6h15, il nous faut sortir pour le briefing de course.
6h30 : Go ! départ à la frontale pour cette longue journée qui m’attend et ces 80km…
Arles sur Tech – Montalba (10,5km, 760d+)
Je pars prudemment et le 1er km de bitume avalé, on attaque les réjouissances, avec la première montée (<>4km, 700d+) en single track, tous en file indienne. Passé cette ascension on peut reprendre de la vitesse pour arriver au 1er ravitaillement de Montalba au 10,5e km. 5 minutes d’arrêt au stand histoire de refaire le plein des flasques, un peu de grignotage et c’est reparti…
Montalba – Las Illias (15km, 980d+)
À nouveau une pente bien ardue nous amène, au Roc de France (alt. 1465m), point culminant de ces 80km, d’un côté l’Espagne, de l’autre la France, la vue y est de toute beauté.
Durant cette ascension je prends le temps de discuter avec d’autres coureurs. Nous les concurrents du 80km qui sommes encore frais, doublons bon nombre d’ultra-trailers qui eux sont partis vendredi à 10h et ont passé une première nuit à l’extérieur, avec, déjà plus de 100 bornes dans les jambes. La fatigue se lit sur les visages et au niveau de leur rythme. Je ne peux m’empêcher de les féliciter et les encourager. Chapeaux à eux !
Passé Roc de France, un petit bout de descente en single track nous mène à Puits à glace (alt. 1222m). De là, s’en suit une longue descente plutôt roulante mais en grande partie bétonnée (pas goudronnée). Sur cette partie, Mathieu, un jeune trailer 😉 me rejoint et nous allons faire un long périple ensemble… Nous arrivons rapidement à Las Ilias, 2e ravito (cumul 25,5km). Mathieu retrouve sa compagne et ses parents qui assurent son assistance, le veinard 😉 On prend également 5 minutes pour se restaurer un peu et refaire le plein des niveaux.

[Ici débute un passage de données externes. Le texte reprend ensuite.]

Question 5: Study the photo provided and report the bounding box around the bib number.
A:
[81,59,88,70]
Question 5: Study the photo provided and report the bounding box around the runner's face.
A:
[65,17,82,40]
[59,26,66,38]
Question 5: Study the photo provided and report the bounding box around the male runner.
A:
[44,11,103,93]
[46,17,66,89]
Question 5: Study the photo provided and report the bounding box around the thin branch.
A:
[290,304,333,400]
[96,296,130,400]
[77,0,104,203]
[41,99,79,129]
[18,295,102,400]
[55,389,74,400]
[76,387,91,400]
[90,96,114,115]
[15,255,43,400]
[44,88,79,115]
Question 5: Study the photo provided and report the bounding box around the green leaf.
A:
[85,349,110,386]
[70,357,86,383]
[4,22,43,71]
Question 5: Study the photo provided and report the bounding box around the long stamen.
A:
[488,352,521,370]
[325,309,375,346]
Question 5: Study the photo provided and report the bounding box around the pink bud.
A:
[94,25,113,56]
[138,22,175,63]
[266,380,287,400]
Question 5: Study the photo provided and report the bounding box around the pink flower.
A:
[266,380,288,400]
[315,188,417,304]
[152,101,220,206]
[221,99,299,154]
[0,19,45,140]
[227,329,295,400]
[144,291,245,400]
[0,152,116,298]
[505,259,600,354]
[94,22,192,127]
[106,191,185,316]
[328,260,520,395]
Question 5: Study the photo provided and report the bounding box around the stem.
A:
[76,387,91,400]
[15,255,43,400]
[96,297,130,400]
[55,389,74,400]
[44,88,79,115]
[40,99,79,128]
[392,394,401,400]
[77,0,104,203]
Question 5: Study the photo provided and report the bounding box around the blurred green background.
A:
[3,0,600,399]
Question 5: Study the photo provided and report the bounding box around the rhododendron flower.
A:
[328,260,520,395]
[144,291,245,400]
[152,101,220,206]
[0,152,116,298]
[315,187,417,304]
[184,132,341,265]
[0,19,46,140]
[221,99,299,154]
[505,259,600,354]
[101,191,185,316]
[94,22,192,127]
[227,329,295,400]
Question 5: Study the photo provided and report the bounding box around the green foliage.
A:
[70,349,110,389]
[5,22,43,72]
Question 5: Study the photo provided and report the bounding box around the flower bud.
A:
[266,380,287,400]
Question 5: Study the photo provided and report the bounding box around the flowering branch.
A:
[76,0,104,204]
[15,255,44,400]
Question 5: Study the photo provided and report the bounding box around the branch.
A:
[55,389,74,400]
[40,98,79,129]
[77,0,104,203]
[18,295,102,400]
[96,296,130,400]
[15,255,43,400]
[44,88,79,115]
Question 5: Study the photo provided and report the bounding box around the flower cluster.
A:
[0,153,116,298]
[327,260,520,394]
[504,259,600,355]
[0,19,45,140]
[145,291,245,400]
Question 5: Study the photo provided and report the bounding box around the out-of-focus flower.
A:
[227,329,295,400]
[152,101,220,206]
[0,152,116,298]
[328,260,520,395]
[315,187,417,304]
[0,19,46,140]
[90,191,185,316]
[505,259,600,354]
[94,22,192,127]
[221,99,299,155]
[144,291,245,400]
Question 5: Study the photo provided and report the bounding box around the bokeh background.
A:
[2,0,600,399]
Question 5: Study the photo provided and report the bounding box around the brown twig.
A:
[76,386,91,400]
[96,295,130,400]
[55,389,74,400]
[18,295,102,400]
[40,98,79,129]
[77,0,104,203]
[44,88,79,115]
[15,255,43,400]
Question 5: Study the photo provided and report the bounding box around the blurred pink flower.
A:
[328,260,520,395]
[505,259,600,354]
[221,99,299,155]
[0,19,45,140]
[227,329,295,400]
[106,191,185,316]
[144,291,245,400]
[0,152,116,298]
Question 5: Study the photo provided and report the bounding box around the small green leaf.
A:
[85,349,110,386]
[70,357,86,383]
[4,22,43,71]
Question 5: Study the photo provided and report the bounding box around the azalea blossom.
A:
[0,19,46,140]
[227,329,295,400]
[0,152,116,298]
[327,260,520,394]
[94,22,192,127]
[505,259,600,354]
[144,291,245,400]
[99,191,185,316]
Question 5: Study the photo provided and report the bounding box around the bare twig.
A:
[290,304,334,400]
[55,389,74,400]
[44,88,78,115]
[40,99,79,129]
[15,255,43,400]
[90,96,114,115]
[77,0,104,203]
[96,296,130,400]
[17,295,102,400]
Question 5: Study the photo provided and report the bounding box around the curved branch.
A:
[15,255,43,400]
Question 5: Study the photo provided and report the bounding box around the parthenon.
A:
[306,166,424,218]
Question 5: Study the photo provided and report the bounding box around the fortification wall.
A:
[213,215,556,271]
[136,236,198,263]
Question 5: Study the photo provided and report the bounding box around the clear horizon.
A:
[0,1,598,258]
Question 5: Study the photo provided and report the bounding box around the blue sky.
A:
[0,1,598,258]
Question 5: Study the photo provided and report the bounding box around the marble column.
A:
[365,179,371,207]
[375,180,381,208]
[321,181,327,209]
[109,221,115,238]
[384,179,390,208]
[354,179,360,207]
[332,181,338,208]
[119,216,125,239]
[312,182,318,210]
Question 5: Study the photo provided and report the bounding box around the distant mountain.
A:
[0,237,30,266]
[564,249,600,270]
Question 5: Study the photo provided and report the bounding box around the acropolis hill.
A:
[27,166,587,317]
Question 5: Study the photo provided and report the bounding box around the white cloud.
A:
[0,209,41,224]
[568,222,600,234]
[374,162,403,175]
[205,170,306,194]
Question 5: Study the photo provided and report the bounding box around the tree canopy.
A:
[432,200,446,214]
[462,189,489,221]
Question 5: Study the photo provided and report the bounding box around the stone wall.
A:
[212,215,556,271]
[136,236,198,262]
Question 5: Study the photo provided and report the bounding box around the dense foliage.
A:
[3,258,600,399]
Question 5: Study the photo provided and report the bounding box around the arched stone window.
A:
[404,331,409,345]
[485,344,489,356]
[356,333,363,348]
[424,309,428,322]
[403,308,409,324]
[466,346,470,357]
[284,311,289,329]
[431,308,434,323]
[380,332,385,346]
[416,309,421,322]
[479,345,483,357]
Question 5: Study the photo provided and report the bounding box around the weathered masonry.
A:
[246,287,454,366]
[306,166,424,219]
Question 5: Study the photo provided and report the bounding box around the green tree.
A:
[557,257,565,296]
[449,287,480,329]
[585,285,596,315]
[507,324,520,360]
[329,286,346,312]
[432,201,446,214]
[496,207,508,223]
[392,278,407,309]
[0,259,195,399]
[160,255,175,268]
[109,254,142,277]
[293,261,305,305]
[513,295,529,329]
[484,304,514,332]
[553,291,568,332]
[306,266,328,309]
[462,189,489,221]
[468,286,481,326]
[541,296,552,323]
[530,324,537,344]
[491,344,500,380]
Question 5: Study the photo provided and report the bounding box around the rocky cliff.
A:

Las Illias – Le Perthus (14,5km, 370d+)
Sortie du village, on prend une DFCI qui nous fait gagner un peu d’altitude jusqu’au Col du Figuier (685m), s’en suit à nouveau une longue piste descendante sur 6km et en grande partie bétonnée… Et évidemment on file à bon train ! C’est bien là notre erreur. Ces chocs répétés sur le béton nous retourne lentement mais sûrement l’estomac. A tel point qu’au bas de la descente on n’est pas très bien, nous forçant à ralentir le rythme. La montée vers le pied du Fort de Bellegarde se fait en mode tranquillou avant de rattaquer la descente qui nous mène au village du Perthus pour notre ravitaillement. On a avalé 40km et 2110d+ en 6h06 ! C’est un peu trop rapide à mon goût sachant qu’il reste tout de même 40 bornes et 1600d+ à manger… On avait prévu 15 minutes d’arrêt pour ce ravito mais on vas y passer plus de temps, il faut se refaire une santé. Mathieu a du mal à s’alimenter, moi c’est un peu mieux mais l’appétit n’y est pas. Je me force tout de même à consommer une soupe de légumes chaude et quelques grignotages à côté. On fait le plein des flasques et Go !
Le Perthus – Col de l’Ouillat (9,5km, 730d+, cumul 49,5e km)
Mathieu est dans le dur, les maux d’estomac ne semblent pas vouloir passer…
On va donc s’économiser et marcher sur l’intégralité de ce tronçon. En toute franchise cela m’arrange car pour ma part, il y a aussi un facteur psychologique, n’ayant pas dépasser les 40km en trail et sachant qu’il en reste encore autant à faire, j’ai un coup de mou, une baisse de moral…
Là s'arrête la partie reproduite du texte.